Mason explains that participants in a tax pooling arrangement pay their provisional tax into a shared pool instead of directly against their Inland Revenue Department account. All tax pool funds are held at the IRD, and are 100% secure.
By way of example, when the exact amounts due to IRD are calculated, taxpayers have funds transferred from the pool to their IRD account. Any surplus is sold to other members of the pool who may need it to cover their obligations, generally creating greater returns than the Inland Revenue credit interest rate. Thus, on the one hand, it benefits those who have overpaid.
Members of the pool who have underpaid, or have tax reassessed during IRD audits, can buy the surpluses for less than the IRD Use of Money debit interest rate to settle their obligations. Thus, on the other hand, it benefits those who may find themselves in a cash flow crunch; transfers to IRD are settled immediately, eliminating any penalties or interest.
Acquisition of additional tax can be done in advance (finance) or after the provisional date (buy), and surplus tax can either be sold over time (sell) or refunded within a matter of days.
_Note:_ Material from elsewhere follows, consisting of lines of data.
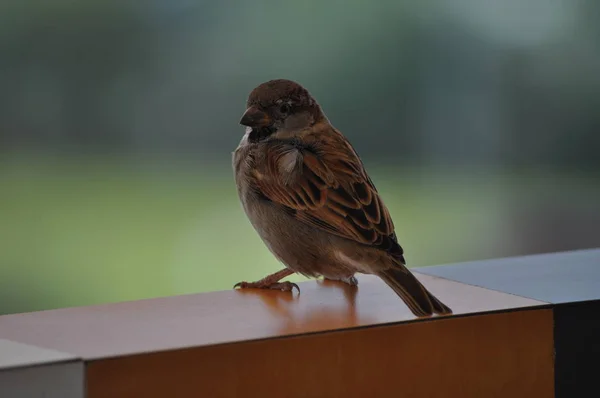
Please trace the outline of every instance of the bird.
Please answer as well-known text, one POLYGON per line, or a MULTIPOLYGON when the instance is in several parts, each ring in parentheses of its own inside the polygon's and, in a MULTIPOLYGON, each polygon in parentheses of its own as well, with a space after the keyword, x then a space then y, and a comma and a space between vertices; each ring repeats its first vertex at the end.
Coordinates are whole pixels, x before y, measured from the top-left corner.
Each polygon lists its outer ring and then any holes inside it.
POLYGON ((299 83, 269 80, 248 95, 232 153, 241 206, 284 268, 236 288, 292 291, 294 273, 357 286, 376 275, 416 317, 452 310, 406 267, 390 212, 358 153, 299 83))

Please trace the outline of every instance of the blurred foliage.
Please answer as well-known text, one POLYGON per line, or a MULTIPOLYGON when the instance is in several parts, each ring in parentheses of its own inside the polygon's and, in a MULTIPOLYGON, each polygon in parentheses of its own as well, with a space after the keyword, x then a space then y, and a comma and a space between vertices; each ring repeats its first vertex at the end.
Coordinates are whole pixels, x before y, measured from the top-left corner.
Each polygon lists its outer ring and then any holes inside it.
POLYGON ((247 94, 281 77, 351 139, 409 265, 598 246, 597 15, 593 0, 4 0, 0 313, 275 271, 229 162, 247 94))

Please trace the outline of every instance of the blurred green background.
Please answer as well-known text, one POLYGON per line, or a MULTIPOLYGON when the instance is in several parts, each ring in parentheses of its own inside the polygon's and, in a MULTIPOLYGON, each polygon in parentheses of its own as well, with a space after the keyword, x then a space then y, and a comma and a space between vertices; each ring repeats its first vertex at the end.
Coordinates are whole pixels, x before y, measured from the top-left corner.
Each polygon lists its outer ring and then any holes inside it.
POLYGON ((600 246, 598 15, 595 0, 4 0, 0 314, 278 270, 231 171, 246 96, 273 78, 350 138, 409 266, 600 246))

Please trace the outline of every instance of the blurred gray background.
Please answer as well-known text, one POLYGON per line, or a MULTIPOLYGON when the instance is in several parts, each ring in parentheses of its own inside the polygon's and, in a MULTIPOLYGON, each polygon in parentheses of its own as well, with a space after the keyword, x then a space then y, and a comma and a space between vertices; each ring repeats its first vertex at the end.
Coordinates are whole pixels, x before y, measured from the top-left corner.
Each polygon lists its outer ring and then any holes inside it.
POLYGON ((600 246, 598 16, 595 0, 3 0, 0 314, 278 270, 231 171, 246 96, 273 78, 349 137, 409 266, 600 246))

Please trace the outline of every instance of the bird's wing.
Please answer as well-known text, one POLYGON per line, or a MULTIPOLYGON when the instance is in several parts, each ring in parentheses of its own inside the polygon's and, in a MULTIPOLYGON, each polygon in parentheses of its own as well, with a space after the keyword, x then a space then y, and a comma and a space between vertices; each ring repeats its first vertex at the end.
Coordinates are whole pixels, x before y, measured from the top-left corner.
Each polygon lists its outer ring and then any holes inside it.
POLYGON ((388 252, 405 264, 394 224, 363 164, 337 133, 329 141, 272 144, 256 188, 305 224, 388 252))

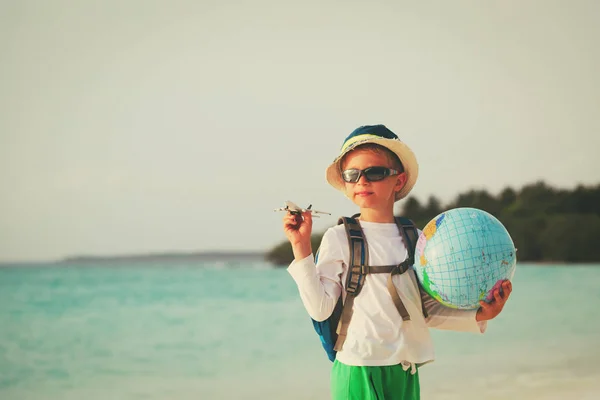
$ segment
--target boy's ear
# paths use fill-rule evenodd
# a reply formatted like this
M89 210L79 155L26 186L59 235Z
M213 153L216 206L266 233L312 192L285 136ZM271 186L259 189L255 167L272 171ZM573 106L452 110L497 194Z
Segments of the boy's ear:
M408 176L406 175L406 172L398 174L398 178L396 179L396 186L394 187L395 191L399 192L400 190L402 190L404 185L406 185L407 180Z

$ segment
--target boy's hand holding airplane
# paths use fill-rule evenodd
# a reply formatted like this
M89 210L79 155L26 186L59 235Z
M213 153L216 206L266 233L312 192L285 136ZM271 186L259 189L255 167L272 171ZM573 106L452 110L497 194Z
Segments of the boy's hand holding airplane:
M283 231L292 245L294 258L302 260L312 254L311 234L313 213L329 214L323 211L300 208L290 201L286 201L285 207L275 211L287 211L283 217ZM329 214L331 215L331 214Z

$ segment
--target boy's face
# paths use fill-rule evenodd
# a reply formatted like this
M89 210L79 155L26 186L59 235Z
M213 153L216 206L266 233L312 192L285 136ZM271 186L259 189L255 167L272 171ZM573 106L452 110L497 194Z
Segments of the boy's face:
M364 170L369 167L395 169L385 153L360 148L349 152L342 162L342 171L347 169ZM360 208L393 210L395 194L402 189L405 183L405 172L374 182L368 181L362 174L356 183L345 182L346 195Z

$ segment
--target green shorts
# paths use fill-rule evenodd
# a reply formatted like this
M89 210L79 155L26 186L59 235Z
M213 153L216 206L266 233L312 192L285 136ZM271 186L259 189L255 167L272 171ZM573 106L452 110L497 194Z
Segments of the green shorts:
M354 367L335 360L331 370L333 400L419 400L419 372L402 365Z

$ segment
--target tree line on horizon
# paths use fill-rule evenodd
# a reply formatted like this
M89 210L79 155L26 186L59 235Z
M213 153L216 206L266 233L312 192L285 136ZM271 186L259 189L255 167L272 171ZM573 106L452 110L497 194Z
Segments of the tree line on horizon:
M430 196L424 203L409 196L396 215L412 219L423 229L437 215L459 207L477 208L495 216L512 237L518 249L518 261L600 261L600 184L578 185L567 190L538 181L519 190L505 188L498 195L486 190L470 190L447 204L442 204L435 196ZM313 233L313 253L318 249L323 233ZM293 259L288 241L266 254L266 260L278 266L287 266Z

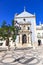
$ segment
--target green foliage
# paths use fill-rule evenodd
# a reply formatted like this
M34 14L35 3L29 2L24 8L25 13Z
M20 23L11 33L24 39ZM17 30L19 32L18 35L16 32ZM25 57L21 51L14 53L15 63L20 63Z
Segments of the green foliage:
M14 26L14 20L12 20L12 25L7 25L6 21L3 21L2 26L0 28L0 37L6 39L12 36L13 41L15 41L17 33L18 33L18 27Z

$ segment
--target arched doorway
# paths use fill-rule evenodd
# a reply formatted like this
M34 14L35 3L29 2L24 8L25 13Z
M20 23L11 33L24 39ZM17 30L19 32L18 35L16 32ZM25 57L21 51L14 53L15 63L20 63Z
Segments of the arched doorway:
M41 45L41 40L39 39L39 40L38 40L38 46L40 46L40 45Z
M27 43L26 34L22 35L22 44Z

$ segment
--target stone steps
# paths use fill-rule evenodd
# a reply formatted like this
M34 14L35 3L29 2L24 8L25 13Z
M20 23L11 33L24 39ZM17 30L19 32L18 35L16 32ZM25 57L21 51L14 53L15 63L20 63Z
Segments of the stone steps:
M18 44L16 44L16 47L17 48L26 48L26 47L32 47L32 45L29 43L24 43L24 44L18 43Z

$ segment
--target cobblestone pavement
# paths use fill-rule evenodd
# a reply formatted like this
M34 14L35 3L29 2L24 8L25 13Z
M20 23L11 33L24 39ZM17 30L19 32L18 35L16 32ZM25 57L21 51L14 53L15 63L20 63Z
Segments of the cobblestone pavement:
M43 65L43 46L0 52L0 65Z

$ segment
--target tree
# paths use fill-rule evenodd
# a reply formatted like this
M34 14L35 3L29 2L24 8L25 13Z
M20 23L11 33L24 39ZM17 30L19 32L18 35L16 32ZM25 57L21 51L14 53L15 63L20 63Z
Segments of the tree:
M0 36L6 40L6 45L9 49L9 37L10 37L10 26L6 24L6 21L3 21L2 26L0 28Z
M9 46L9 37L12 36L13 42L15 42L16 36L18 34L18 27L15 27L14 20L12 20L12 25L7 25L6 21L2 22L2 26L0 28L0 36L6 40L6 45L8 46L8 50L10 50ZM12 34L13 32L13 34Z

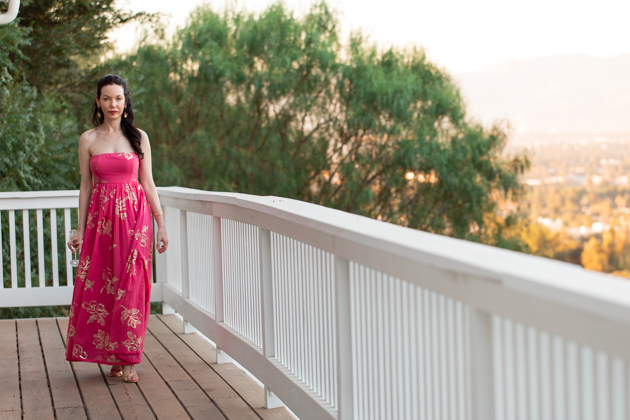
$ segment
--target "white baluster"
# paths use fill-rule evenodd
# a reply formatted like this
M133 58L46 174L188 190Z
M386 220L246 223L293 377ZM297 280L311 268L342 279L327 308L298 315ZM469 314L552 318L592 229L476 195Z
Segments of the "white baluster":
M31 235L28 210L22 210L22 236L24 238L24 285L31 287Z
M57 210L50 209L50 249L52 253L53 287L59 287L59 252L57 250Z
M474 420L492 420L494 413L494 372L492 319L490 314L470 308L470 381L469 401Z
M9 246L11 255L11 287L18 287L17 281L17 244L15 239L15 211L9 210Z
M179 250L181 261L181 276L182 276L182 297L184 299L190 299L190 261L188 260L188 212L180 210L179 212ZM190 334L196 331L196 329L190 325L189 322L184 322L184 334Z
M214 308L215 321L217 323L224 322L223 313L223 262L222 262L222 246L221 246L221 218L214 216L212 218L212 257L214 267ZM215 337L210 337L215 339ZM218 338L215 339L217 345L217 364L231 363L233 360L219 347L221 343Z
M258 228L258 255L260 262L260 307L262 344L265 357L276 357L273 279L271 271L271 232ZM282 401L265 385L265 408L282 407Z
M66 249L66 279L68 282L68 286L72 286L74 284L74 279L73 279L73 272L72 272L72 266L70 265L70 259L72 257L72 251L70 251L70 248L68 248L68 246L66 245L68 242L70 242L70 236L68 236L68 233L70 232L70 229L72 229L72 220L70 219L70 209L63 209L63 215L64 215L64 221L65 221L65 227L66 227L66 231L65 233L65 237L66 237L66 242L64 243L64 248Z
M39 264L39 287L46 286L46 258L44 256L44 218L42 209L37 209L37 262Z
M352 328L350 308L350 263L335 257L337 321L337 407L338 419L354 418L352 384Z

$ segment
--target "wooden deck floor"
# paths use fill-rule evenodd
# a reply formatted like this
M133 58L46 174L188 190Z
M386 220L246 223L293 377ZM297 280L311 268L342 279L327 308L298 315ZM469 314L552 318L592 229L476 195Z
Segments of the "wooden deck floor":
M140 382L107 375L108 366L68 363L68 319L0 320L0 420L292 419L263 408L263 388L215 349L183 334L175 315L153 315Z

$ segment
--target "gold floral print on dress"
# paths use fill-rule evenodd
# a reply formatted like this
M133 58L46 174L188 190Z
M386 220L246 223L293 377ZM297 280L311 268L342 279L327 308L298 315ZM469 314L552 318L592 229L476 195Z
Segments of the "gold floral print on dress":
M116 300L120 300L125 296L125 291L123 289L118 289L118 296L116 296Z
M74 345L74 348L72 349L72 356L77 358L77 359L87 359L88 355L85 351L83 351L83 347L81 347L78 344Z
M127 160L133 159L133 155L129 152L118 153L118 156L124 156Z
M125 308L122 305L120 305L120 306L122 308ZM138 326L138 324L142 324L142 321L140 320L141 316L142 316L142 314L140 313L140 309L135 309L135 308L127 309L127 308L125 308L120 313L120 322L122 322L124 324L125 321L127 321L127 326L128 327L136 328Z
M86 279L86 280L85 280L85 287L83 288L83 290L84 290L84 291L86 291L86 290L88 290L88 289L89 289L89 290L94 291L94 289L92 289L92 286L94 286L94 282L93 282L93 281L91 281L91 280L87 280L87 279Z
M111 342L109 340L109 334L103 330L98 330L97 334L94 334L94 342L97 350L114 351L118 347L118 343Z
M74 316L74 306L75 306L75 305L76 305L76 303L73 303L73 304L70 306L70 318L72 318L72 317Z
M90 269L90 256L85 257L84 260L79 262L79 267L77 268L77 278L81 280L85 280L88 274L88 270Z
M74 329L74 325L70 325L70 331L68 331L68 337L74 337L76 330Z
M134 249L127 259L127 273L131 272L131 276L136 275L136 258L138 258L138 250Z
M136 337L136 335L127 331L128 340L123 341L125 347L127 347L127 351L140 351L142 349L142 336Z
M93 219L94 219L94 214L88 214L88 219L86 223L86 226L88 229L92 229L95 226Z
M105 281L105 285L101 288L101 293L103 290L108 295L114 294L114 283L118 281L118 279L112 274L112 269L107 267L103 270L103 280Z
M107 363L112 363L115 365L117 363L120 363L120 359L116 357L115 354L112 354L111 356L109 356L109 359L107 359Z
M99 235L108 235L112 236L112 221L111 219L102 218L98 221L98 227L96 228L96 232Z
M127 209L125 208L125 198L117 198L116 199L116 207L114 208L114 212L116 216L120 217L122 220L127 218Z
M110 198L114 198L115 195L116 195L116 188L114 188L109 193L109 195L107 195L106 190L101 191L100 199L101 199L101 209L103 209L103 211L105 211L105 204L109 201Z
M105 305L102 303L98 303L95 300L88 302L83 302L83 309L88 311L90 317L87 320L87 323L90 324L93 321L105 326L105 317L109 315L107 309L105 309Z
M124 186L125 194L124 197L130 203L133 203L133 209L138 211L138 197L136 196L136 192L131 188L131 185L125 184Z
M149 229L148 226L143 226L142 227L142 232L140 231L135 231L133 229L131 229L129 231L129 235L131 236L131 239L135 239L136 241L140 242L140 246L142 247L147 247L148 243L148 236L147 236L147 230Z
The other key benefit is quick access to tax paid in changing circumstances. An example could be the recent earthquake where businesses were paying tax based on expected profits, and suddenly all that changed. Tax Pooling facilitates easy access to tax paid to date.
Mason notes that Findex’s tax pool service is offered in partnership with Tax Management NZ (TMNZ), which is the country’s leading provider of tax pooling services. As its own fund operates within the broader pool, Findex clients have preferential access to TMNZ funds if required.
He notes that tax pooling has always proven popular with larger companies, but says the message is yet to reach the mid-market and small to medium enterprise (SME) sector. “This is a valuable service which incurs no cost to our clients and on which we do not charge any fees. Participating in tax pooling therefore can only benefit those who join.”